When I speak to audiences composed mostly of men, I can be pretty confident that as soon as I start talking about firefights and surviving combat in Iraq, most everybody will be on the edge of his seat. Men love stories of combat and risk, but sometimes I think they love them for reasons that don’t do them any favors.

You see, as men we’re fond of talking about “overcoming fear” and “defeating fear,” and when you talk about combat against an enemy who’s trying to kill you and all your men by any means necessary, fear is definitely a factor. Fear is a constant presence in a combat situation; it’s a natural human response to mortal danger. But in the field, talk about overcoming or defeating fear is ridiculous. As for the guy who blusters, “I don’t feel fear,” he’s either a liar or a fool.

There are two tricks to dealing with fear, whether you’re in combat or getting ready to walk onstage to speak in front of 10,000 people (a situation some people probably find more terrifying than the prospect of IEDs and the bolt action rifles of the mujahideen). First, make it into a familiar friend so it doesn’t get in the way of you doing your job. Second, use it to your advantage.

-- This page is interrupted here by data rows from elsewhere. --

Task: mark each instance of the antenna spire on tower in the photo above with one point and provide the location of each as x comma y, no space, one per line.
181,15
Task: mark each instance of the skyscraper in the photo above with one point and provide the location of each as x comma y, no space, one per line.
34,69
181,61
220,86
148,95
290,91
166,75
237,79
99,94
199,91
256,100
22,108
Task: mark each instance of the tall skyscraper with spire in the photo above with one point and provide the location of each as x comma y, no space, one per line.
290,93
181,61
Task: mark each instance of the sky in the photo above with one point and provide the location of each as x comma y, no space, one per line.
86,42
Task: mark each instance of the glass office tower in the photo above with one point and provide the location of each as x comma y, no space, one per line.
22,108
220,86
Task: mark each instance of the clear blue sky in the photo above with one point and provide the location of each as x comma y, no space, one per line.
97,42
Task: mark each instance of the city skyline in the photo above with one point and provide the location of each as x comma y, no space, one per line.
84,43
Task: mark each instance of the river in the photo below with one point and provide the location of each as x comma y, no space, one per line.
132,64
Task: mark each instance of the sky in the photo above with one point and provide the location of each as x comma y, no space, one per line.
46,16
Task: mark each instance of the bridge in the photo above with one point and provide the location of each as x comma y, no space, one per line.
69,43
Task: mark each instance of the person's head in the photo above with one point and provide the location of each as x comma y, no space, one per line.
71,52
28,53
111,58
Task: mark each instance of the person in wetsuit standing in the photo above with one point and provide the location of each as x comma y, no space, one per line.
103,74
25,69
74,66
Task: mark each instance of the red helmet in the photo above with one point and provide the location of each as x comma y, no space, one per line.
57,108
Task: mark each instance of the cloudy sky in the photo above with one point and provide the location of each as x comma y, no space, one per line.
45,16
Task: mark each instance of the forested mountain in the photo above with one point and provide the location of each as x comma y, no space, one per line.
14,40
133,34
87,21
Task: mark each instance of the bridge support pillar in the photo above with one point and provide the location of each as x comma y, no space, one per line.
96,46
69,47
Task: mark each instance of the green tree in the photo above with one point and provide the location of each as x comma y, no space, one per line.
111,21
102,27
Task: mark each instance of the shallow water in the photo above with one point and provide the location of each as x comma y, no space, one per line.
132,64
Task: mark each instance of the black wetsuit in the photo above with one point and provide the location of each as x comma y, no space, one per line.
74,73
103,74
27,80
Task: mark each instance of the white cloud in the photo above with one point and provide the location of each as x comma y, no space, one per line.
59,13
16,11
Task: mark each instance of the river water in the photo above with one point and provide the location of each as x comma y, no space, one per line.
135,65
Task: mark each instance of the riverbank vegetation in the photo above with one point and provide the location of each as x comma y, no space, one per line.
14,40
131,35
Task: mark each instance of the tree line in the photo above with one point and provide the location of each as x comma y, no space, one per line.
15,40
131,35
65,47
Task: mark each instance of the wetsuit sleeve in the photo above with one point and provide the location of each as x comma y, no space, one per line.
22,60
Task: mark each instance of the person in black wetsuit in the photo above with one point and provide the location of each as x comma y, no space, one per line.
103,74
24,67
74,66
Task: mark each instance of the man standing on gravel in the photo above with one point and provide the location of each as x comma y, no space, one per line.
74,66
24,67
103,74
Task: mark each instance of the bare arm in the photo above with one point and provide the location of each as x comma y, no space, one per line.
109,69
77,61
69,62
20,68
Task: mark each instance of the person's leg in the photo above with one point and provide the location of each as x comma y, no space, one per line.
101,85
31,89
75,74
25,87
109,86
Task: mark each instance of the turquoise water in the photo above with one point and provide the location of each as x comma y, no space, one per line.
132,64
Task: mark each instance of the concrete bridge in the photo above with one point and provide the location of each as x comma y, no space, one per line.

The first you do with repetitive, grueling training. The idea is to suck all the novelty out of an experience so that instead of reacting to it with the shock and stress that can cause you to freeze up and maybe get shot, your brain says, “Oh, this again?” That’s why astronauts spend thousands of hours in simulators. The only way they can do their jobs while being hurled into space at Mach 30 while sitting on top of a 20-story bomb filled with millions of gallons of explosives is to make the experience so familiar, so routine, that they don’t panic. That’s why soldiers drill, speakers practice and actors rehearse.

The second—well, that’s an attitude. When I was in the field, in combat, my greatest fear wasn’t losing my life (though it was up there). It was letting my men down—losing their lives. The prospect of having to face some young soldier’s wife or parents who had died under my command was intolerable. I let myself feel that fear and capitalized on it to keep me sharp, to make me prepare even when I knew I was already prepared, and make prudent decisions that would keep the soldiers in my command as safe as they could be.

Fear can paralyze or it can motivate. Want it to motivate you? Make friends with fear. Acknowledge it and respect it, then come out swinging and make it serve you instead of the other way around.